C’è un momento, quando ti serve sapere le cose, che devi pigiare sul gas se vuoi che chi può raccontartele le tiri fuori. E questo il giovane maresciallo Caglioma lo aveva già imparato… solo pigiare sul gas, nient’altro:

«Vada avanti…»

«C’è un tizio, so solo che si chiama Giuliano e che ha una Volvo 740 grigia. Tempo fa aveva preso a frequentare il bar. Dopo un paio di litigi, una volta siamo andati anche alle mani, non è più entrato ma ha preso a fermarsi fuori e quando succede Martino lo raggiunge e sale sulla Volvo. Non li ho mai visti andare via insieme: stanno un po’ in macchina; poi Martino scende e il tizio se ne va».

«Isolato Quarto non è New York, anche se non ne conosce il cognome saprà chi è».

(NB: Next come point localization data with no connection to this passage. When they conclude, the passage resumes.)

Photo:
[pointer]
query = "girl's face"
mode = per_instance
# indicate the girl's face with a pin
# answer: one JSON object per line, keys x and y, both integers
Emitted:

«Come dice lei Isolato Quarto non New York e le posso dire con certezza che arriva da fuori».

«Se i motivi dei suoi litigi con questo Giuliano non hanno a che fare con l’omicidio me li racconta un’altra volta. Le viene in mente altro?»

«Maresciallo, questa mattina l’hanno già vista in troppi qua dentro».

«Appunto, tanto vale che mi dica tutto», era chiaro che serviva l’ultimo incoraggiamento.

«Di recente, diciamo negli ultimi dieci giorni, so che due tipi chiedevano di lui ma nel bar non sono entrati e, prima che me lo chieda, le dico che non ho idea di chi siano».

«Glielo hanno detto o li ha visti?»

Mariano Maresca aveva già scolpito la tacca del finecorsa alle sue rilevazione e la risposta fu indiretta:

«Quello che guidava avrà avuto una trentacinquina d’anni, sul metro e settantacinque di statura; l’altro pareva più vecchio di venti anni almeno; tarchiato, spalle enormi e testa rasata. Avevano una Mercedes blu vecchio tipo con tutte le cromature tirate a lucido, non saprei dirle il modello… ha presente quelle che vengono usate per i matrimoni?» Nel pronunciare l’ultima frase incrociò per un attimo le braccia davanti a sé prima di spalancarle; contemporaneamente girò leggermente la testa verso sinistra piegandola verso il basso. Il linguaggio gestuale più chiaro di così non poteva essere: Mariano Maresca aveva rificcato lo zipillo nel tino e altre informazioni da lui non sarebbero uscite.

Il maresciallo Caglioma tornò in caserma ma, prima di salire nell’alloggio del comandante dal quale proveniva l’odore del ragù con cui avrebbe definitivamente messo una pietra sopra alla disgraziata colazione, si fermò dal piantone:

«Comandi!» quasi urlò alzandosi in piedi il carabiniere scelto Tortorella, che non si aspettava la visita del comandante.

«Comodocomodo» rispose il maresciallo, «Fammi un favore: rintraccia una ragazza di nome Erminia che fa la parrucchiera nella piazza centrale di Isolato Quarto. Domani è lunedì e sicuramente avrà la giornata libera, dille che deve venire in caserma per una deposizione».

“Ma quale lunedì e lunedì”, si rimproverò dentro di sé il Caglioma subito dopo aver pronunciato la frase: “qua si tratta di condurre le indagini su un omicidio e io mi preoccupo di conciliare gli interrogatori con il tempo libero delle persone informate”. Mentre si riprometteva di smussare la sua bontà si girò di nuovo verso il piantone:

«Ti faccio portare un piatto di pasta con il ragù di mia moglie».